Some notes: 1) Concerning the clipping it might be a good idea to remove data that is clipped, such the according problem is avoided. 2) Looking at the covariance matrix the error of n and the correlation with the other values is extremely high.

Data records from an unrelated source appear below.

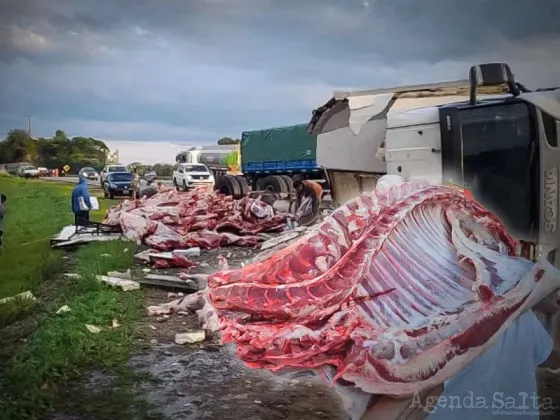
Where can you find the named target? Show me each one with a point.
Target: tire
(243, 186)
(275, 183)
(228, 185)
(259, 184)
(288, 182)
(297, 177)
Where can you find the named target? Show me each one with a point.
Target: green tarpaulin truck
(269, 159)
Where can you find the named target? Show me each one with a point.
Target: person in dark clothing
(3, 200)
(307, 190)
(81, 204)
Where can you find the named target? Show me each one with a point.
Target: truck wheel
(275, 183)
(259, 184)
(297, 177)
(228, 185)
(288, 182)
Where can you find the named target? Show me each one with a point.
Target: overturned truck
(489, 135)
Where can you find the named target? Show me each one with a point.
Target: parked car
(150, 176)
(111, 168)
(29, 171)
(117, 184)
(89, 173)
(187, 176)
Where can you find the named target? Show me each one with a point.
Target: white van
(191, 175)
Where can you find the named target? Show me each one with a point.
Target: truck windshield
(195, 168)
(121, 177)
(498, 148)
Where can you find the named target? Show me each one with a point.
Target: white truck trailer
(488, 134)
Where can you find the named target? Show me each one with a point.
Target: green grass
(44, 353)
(61, 349)
(35, 211)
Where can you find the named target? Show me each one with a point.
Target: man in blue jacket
(81, 204)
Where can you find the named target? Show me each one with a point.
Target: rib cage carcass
(397, 291)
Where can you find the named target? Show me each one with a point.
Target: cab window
(498, 149)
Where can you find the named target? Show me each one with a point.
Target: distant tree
(55, 152)
(228, 140)
(17, 147)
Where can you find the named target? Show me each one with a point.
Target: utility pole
(29, 126)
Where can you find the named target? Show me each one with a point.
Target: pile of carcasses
(394, 293)
(171, 220)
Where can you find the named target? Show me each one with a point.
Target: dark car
(89, 173)
(150, 176)
(117, 184)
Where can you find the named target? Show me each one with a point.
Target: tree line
(55, 152)
(76, 152)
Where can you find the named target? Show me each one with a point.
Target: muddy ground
(206, 381)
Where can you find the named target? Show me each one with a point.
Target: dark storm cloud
(219, 66)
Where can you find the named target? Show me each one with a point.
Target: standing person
(308, 190)
(135, 183)
(80, 197)
(3, 200)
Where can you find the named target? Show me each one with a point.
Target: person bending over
(81, 204)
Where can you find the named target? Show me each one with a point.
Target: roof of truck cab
(405, 98)
(428, 115)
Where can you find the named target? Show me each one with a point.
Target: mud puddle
(208, 382)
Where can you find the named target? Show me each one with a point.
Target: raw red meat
(172, 219)
(396, 291)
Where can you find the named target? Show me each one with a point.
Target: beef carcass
(174, 219)
(396, 291)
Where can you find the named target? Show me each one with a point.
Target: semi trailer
(265, 160)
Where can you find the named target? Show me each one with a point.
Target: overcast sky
(192, 71)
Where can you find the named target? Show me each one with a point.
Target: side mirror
(491, 74)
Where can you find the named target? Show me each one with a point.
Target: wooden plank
(188, 285)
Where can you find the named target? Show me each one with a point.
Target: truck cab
(488, 134)
(190, 175)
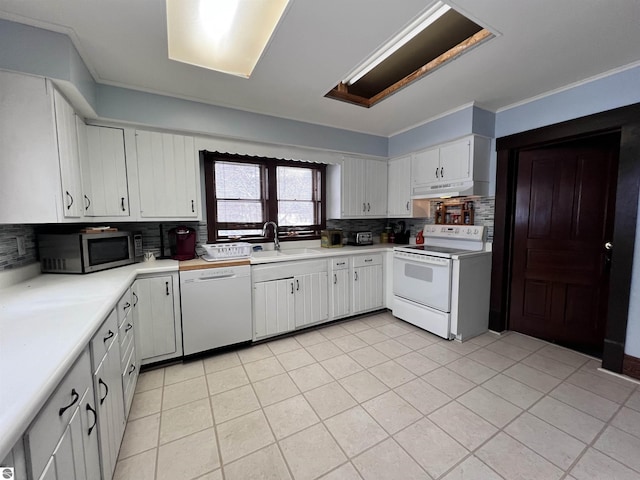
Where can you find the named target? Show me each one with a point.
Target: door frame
(626, 120)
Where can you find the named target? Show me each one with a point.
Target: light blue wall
(41, 52)
(599, 95)
(48, 54)
(173, 113)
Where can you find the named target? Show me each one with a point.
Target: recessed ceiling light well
(439, 35)
(228, 36)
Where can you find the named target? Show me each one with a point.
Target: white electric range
(443, 286)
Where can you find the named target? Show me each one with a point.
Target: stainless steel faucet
(276, 242)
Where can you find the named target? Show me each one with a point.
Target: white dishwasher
(216, 307)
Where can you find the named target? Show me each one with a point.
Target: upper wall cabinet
(452, 169)
(167, 175)
(357, 188)
(399, 199)
(104, 171)
(69, 157)
(30, 188)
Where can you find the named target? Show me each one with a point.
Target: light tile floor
(376, 398)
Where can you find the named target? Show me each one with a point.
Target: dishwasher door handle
(213, 277)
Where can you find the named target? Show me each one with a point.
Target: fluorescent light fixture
(423, 21)
(224, 35)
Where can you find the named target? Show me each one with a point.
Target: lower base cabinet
(367, 283)
(107, 384)
(159, 330)
(62, 442)
(289, 296)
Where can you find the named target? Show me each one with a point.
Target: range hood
(450, 189)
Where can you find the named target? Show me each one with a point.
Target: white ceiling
(542, 45)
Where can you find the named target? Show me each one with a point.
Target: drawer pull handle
(106, 390)
(70, 199)
(95, 418)
(75, 396)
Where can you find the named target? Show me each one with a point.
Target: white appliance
(443, 286)
(216, 307)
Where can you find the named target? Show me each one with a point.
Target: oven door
(423, 279)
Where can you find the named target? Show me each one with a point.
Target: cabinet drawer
(125, 331)
(367, 260)
(103, 339)
(124, 306)
(50, 423)
(339, 263)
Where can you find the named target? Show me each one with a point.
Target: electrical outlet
(22, 248)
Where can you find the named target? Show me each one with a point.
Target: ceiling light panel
(224, 35)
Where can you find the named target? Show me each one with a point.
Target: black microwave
(88, 252)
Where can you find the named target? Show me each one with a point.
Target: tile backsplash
(156, 234)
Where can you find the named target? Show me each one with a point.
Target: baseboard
(631, 367)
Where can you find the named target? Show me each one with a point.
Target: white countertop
(45, 323)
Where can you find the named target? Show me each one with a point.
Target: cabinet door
(167, 175)
(399, 188)
(375, 175)
(104, 172)
(340, 289)
(89, 422)
(455, 161)
(367, 288)
(69, 157)
(311, 298)
(29, 168)
(274, 307)
(156, 321)
(425, 167)
(353, 187)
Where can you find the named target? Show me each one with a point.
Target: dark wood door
(565, 199)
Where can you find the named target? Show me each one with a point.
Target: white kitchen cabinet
(311, 298)
(340, 289)
(452, 164)
(399, 202)
(69, 157)
(61, 443)
(30, 190)
(107, 384)
(167, 175)
(129, 364)
(289, 295)
(159, 320)
(274, 307)
(104, 171)
(367, 288)
(357, 188)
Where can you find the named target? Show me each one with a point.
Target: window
(242, 193)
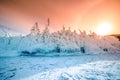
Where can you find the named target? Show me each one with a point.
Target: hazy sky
(77, 14)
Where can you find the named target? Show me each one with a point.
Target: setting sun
(103, 29)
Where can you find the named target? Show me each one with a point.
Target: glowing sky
(77, 14)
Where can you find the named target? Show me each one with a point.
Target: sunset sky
(77, 14)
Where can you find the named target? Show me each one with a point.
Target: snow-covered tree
(35, 30)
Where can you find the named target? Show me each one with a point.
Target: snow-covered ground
(62, 55)
(83, 67)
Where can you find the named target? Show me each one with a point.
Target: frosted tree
(35, 30)
(45, 33)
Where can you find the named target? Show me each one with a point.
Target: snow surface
(63, 55)
(83, 67)
(63, 41)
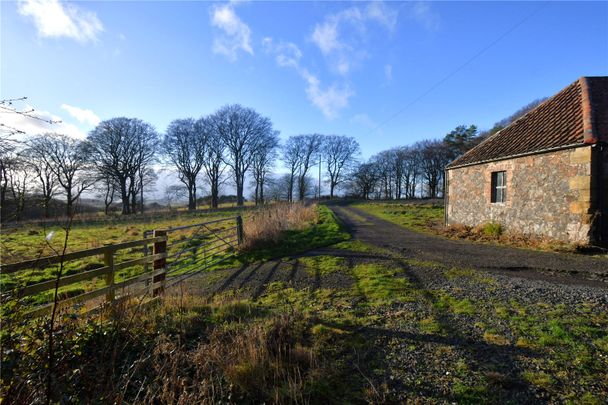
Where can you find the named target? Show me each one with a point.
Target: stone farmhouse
(545, 174)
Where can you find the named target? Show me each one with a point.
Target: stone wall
(547, 194)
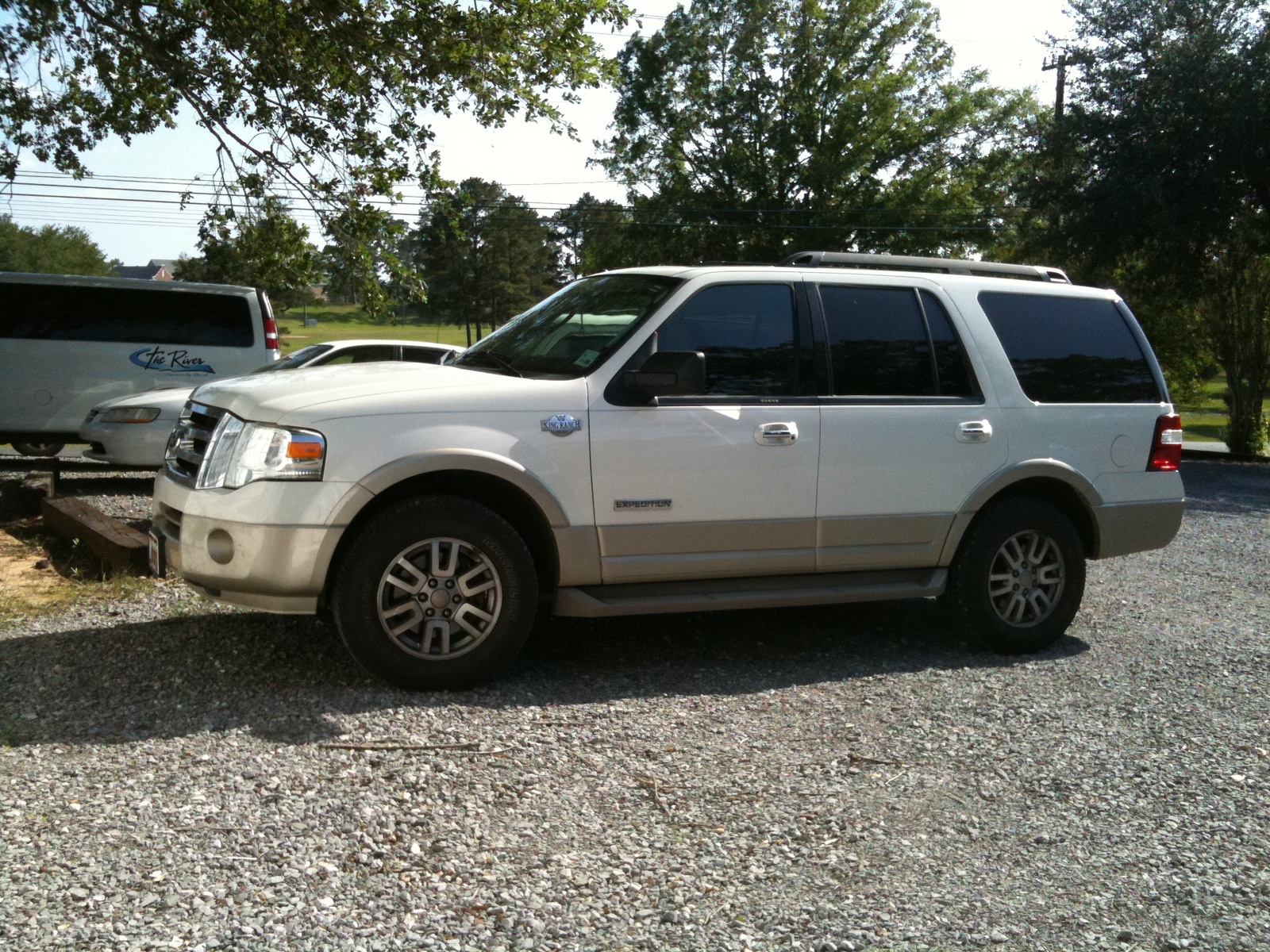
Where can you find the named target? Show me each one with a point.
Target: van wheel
(40, 448)
(1019, 579)
(436, 592)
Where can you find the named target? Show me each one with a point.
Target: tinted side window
(747, 336)
(422, 355)
(1071, 351)
(878, 342)
(950, 361)
(124, 315)
(361, 355)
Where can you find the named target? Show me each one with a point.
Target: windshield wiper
(499, 361)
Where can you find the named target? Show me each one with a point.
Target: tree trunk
(1236, 311)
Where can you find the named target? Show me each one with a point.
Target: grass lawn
(1204, 422)
(348, 321)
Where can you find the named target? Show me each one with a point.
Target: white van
(67, 343)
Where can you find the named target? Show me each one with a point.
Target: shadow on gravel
(1236, 489)
(283, 677)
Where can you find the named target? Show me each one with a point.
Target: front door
(907, 435)
(722, 484)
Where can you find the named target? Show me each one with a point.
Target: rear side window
(1070, 349)
(374, 353)
(124, 315)
(747, 334)
(876, 342)
(893, 342)
(423, 355)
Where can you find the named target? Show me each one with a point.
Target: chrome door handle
(776, 435)
(975, 432)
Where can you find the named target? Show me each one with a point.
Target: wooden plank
(114, 541)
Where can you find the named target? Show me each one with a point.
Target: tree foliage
(328, 101)
(50, 251)
(1235, 306)
(751, 129)
(264, 248)
(484, 253)
(1157, 179)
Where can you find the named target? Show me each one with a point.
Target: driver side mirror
(670, 374)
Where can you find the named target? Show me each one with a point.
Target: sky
(1005, 37)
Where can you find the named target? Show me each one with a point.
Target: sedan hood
(351, 390)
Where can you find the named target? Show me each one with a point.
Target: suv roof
(879, 262)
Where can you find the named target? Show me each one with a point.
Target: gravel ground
(836, 778)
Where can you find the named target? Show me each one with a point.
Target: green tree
(50, 251)
(768, 126)
(329, 99)
(264, 247)
(592, 235)
(486, 255)
(1235, 306)
(1155, 179)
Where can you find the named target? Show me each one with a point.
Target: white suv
(679, 440)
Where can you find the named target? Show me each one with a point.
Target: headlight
(130, 414)
(241, 452)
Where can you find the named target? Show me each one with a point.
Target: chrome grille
(188, 442)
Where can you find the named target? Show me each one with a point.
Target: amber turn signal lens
(304, 450)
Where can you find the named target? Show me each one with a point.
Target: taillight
(1166, 446)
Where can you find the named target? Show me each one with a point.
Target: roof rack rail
(907, 263)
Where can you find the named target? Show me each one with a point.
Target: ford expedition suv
(837, 428)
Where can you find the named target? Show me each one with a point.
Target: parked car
(840, 428)
(133, 431)
(69, 343)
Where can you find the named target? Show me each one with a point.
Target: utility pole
(1058, 63)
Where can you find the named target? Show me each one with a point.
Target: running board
(765, 592)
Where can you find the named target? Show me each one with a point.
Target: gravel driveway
(179, 776)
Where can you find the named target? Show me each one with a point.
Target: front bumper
(249, 562)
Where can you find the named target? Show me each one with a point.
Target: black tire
(991, 598)
(40, 448)
(435, 653)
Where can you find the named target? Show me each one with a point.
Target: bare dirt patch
(23, 585)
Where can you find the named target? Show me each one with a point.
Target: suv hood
(355, 390)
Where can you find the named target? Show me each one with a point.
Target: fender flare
(448, 460)
(1001, 480)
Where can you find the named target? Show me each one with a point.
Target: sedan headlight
(241, 452)
(130, 414)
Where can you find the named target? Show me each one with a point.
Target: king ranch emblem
(562, 424)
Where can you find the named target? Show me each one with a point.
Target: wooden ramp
(114, 543)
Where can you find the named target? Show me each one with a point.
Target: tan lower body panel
(714, 550)
(766, 592)
(1137, 527)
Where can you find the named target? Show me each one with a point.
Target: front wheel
(1019, 579)
(436, 592)
(40, 448)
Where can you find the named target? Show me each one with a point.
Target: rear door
(906, 431)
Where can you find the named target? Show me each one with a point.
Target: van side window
(1071, 349)
(878, 344)
(124, 315)
(747, 336)
(950, 359)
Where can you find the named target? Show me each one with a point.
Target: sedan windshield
(573, 330)
(298, 359)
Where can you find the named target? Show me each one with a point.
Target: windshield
(298, 359)
(572, 330)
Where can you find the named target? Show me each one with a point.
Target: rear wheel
(436, 592)
(1019, 579)
(40, 448)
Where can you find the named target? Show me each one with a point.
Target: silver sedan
(133, 431)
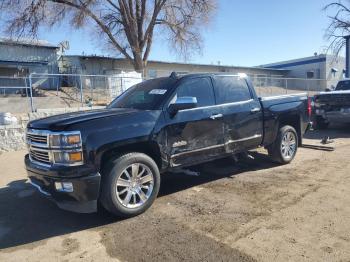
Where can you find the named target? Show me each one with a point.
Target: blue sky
(245, 33)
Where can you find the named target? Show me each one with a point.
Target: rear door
(243, 117)
(195, 135)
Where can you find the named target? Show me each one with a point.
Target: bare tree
(339, 26)
(128, 26)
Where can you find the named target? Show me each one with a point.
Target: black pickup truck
(333, 106)
(114, 156)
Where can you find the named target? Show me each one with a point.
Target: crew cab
(333, 106)
(115, 156)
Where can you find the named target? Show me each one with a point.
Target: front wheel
(285, 147)
(130, 184)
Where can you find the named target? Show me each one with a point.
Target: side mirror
(329, 89)
(182, 103)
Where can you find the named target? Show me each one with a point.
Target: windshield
(343, 85)
(147, 95)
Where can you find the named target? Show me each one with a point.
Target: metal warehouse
(100, 65)
(323, 67)
(19, 58)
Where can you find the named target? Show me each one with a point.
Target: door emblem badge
(180, 143)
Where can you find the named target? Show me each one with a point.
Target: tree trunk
(138, 64)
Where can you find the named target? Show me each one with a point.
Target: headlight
(67, 158)
(65, 140)
(66, 148)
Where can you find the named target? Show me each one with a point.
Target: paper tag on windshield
(157, 91)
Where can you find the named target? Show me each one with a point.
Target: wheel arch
(148, 147)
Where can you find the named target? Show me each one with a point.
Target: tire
(320, 123)
(138, 179)
(279, 151)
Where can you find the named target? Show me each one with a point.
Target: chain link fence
(67, 91)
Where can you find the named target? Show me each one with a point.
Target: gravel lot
(250, 211)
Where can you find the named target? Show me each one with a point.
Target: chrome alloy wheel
(288, 145)
(134, 185)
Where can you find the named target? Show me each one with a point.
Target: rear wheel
(130, 184)
(285, 147)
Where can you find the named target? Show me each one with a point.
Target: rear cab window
(199, 87)
(231, 89)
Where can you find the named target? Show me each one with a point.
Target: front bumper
(83, 198)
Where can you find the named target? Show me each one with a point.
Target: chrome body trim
(217, 146)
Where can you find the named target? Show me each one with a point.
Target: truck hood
(63, 121)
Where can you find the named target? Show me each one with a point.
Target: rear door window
(231, 89)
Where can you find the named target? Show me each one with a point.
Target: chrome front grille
(39, 155)
(38, 138)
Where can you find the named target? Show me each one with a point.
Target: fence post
(31, 93)
(81, 91)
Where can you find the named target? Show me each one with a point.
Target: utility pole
(347, 56)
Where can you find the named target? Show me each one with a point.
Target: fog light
(64, 187)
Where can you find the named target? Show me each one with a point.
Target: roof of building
(176, 63)
(27, 42)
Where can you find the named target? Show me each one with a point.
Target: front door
(195, 135)
(243, 117)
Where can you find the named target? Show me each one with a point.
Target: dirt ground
(250, 211)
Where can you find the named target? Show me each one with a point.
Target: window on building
(230, 89)
(152, 73)
(200, 88)
(310, 74)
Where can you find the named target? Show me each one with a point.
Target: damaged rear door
(195, 135)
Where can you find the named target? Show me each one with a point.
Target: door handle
(216, 116)
(255, 110)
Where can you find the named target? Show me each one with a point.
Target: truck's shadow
(26, 216)
(334, 131)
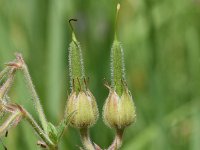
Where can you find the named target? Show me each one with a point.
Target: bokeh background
(161, 40)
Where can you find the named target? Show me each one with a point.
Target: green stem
(3, 72)
(4, 127)
(76, 67)
(117, 67)
(6, 86)
(38, 130)
(85, 137)
(117, 141)
(36, 99)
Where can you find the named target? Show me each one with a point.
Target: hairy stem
(36, 99)
(38, 130)
(3, 72)
(117, 67)
(85, 137)
(6, 86)
(118, 140)
(9, 122)
(76, 67)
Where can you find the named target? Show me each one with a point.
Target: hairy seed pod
(119, 111)
(84, 107)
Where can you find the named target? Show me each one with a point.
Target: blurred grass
(162, 55)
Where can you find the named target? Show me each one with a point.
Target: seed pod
(84, 107)
(119, 111)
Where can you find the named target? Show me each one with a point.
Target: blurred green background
(161, 40)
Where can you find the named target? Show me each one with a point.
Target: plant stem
(3, 72)
(9, 122)
(118, 140)
(8, 83)
(85, 137)
(37, 128)
(36, 99)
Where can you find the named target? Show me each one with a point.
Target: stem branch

So here is what I get from

import numpy as np
import scipy.optimize
import matplotlib.pyplot as plt

# Driver function for scipy.minimize
def driver_func( x, xobs, yobs ):
    # Evaluate the fit function with the current parameter estimates
    ynew = myfunc( xobs, *x)
    yerr = np.sum( ( ynew - yobs ) ** 2 )
    return yerr

# Define functions
def myfunc( x, a, b, n ):
    y = 1.0 - a * np.power( 1.0 - b * x, n ) 
    y = np.clip( y, 0.00, None )
    return y

def myfunc_noclip( x, a, b, n ):
    y = 1.0 - a * np.power( 1.0 - b * x, n ) 
    return y

if __name__ == "__main__":

    # Initialise data
    yobs = np.array([
        0.005, 0.000, 0.000, 0.000, 0.000, 0.000, 0.000, 0.004, 
        0.048, 0.119, 0.199, 0.277, 0.346, 0.395, 0.444, 0.469, 
        0.502, 0.527, 0.553, 0.582, 0.595, 0.603, 0.612, 0.599
    ])
    xobs = np.array([
        0.013, 0.088, 0.159, 0.230, 0.292, 0.362, 0.419, 0.471,
        0.528, 0.585, 0.639, 0.687, 0.726, 0.772, 0.814, 0.854,
        0.889, 0.924, 0.958, 0.989, 1.015, 1.045, 1.076, 1.078
    ])

    # Clipped data
    ymin = 0.01
    xclp = xobs[ np.where( yobs >= ymin ) ]
    yclp = yobs[ np.where( yobs >= ymin ) ]

    # Initial guess
    p0 = [ 2.0, 0.5, 2.0 ]

    # Check fit pre-regression
    yold = myfunc( xobs, *p0 )
    plt.plot( xobs, yobs, 'ko', label='data', fillstyle='none' )
    plt.plot( xobs, yold, 'g-', label='pre-fit: a=%4.2f, b=%4.2f, n=%4.2f' % tuple( p0 ) )

    # Fit curve using SCIPY CURVE_FIT
    try:
        popt, pcov = scipy.optimize.curve_fit( myfunc, xobs, yobs, p0=p0, maxfev=5000 )
    except:
        print("Could not fit data using SCIPY curve_fit")
    else:
        ynew = myfunc( xobs, *popt )
        plt.plot( xobs, ynew, 'r-', label="curve-fit: a=%4.2f, b=%4.2e, n=%4.2f" % tuple( popt ) )

    # Fit curve using SCIPY CURVE_FIT on clipped data
    p0 = [ 1.75, 1e-4, 1e3 ]
    try:
        popt, pcov = scipy.optimize.curve_fit( myfunc_noclip, xclp, yclp, p0=p0 )
    except:
        print("Could not fit data using SCIPY curve_fit")
    else:
        ynew = myfunc_noclip( xobs, *popt )
        plt.plot( xobs, ynew, 'k-', label="curve-fit clipped data: a=%4.2f, b=%4.2e, n=%4.2f" % tuple( popt ) )

    # Fit curve using SCIPY MINIMIZE
    p0 = [ 2.0, 0.5, 2.0 ]
    res = scipy.optimize.minimize( driver_func, p0, args=( xobs, yobs ), method='Nelder-Mead' )
    # ~res = scipy.optimize.minimize(driver_func, p0, args=(xobs, yobs), method='CG')
    ynw2 = myfunc( xobs, *res.x )
    plt.plot( xobs, ynw2, 'y--', label='Nelder-Mead 1: a=%4.2f, b=%4.2f, n=%4.2f' % tuple( res.x ) )
    p0 = [ 2.4, 3.6e-4, 5.6e3 ]
    res = scipy.optimize.minimize( driver_func, p0, args=( xobs, yobs ), method='Nelder-Mead' )
    # ~res = scipy.optimize.minimize(driver_func, p0, args=(xobs, yobs), method='CG')
    ynw2 = myfunc( xobs, *res.x )
    plt.plot( xobs, ynw2, 'b:', label='Nelder-Mead 2: a=%4.2f, b=%4.2e, n=%4.2e' % tuple( res.x ) )

    plt.legend( loc=2 )
    plt.ylim( -0.05, 0.7 )
    plt.grid()
    plt.show()

So I'd say it works okeyish. I get an overflow warning, though.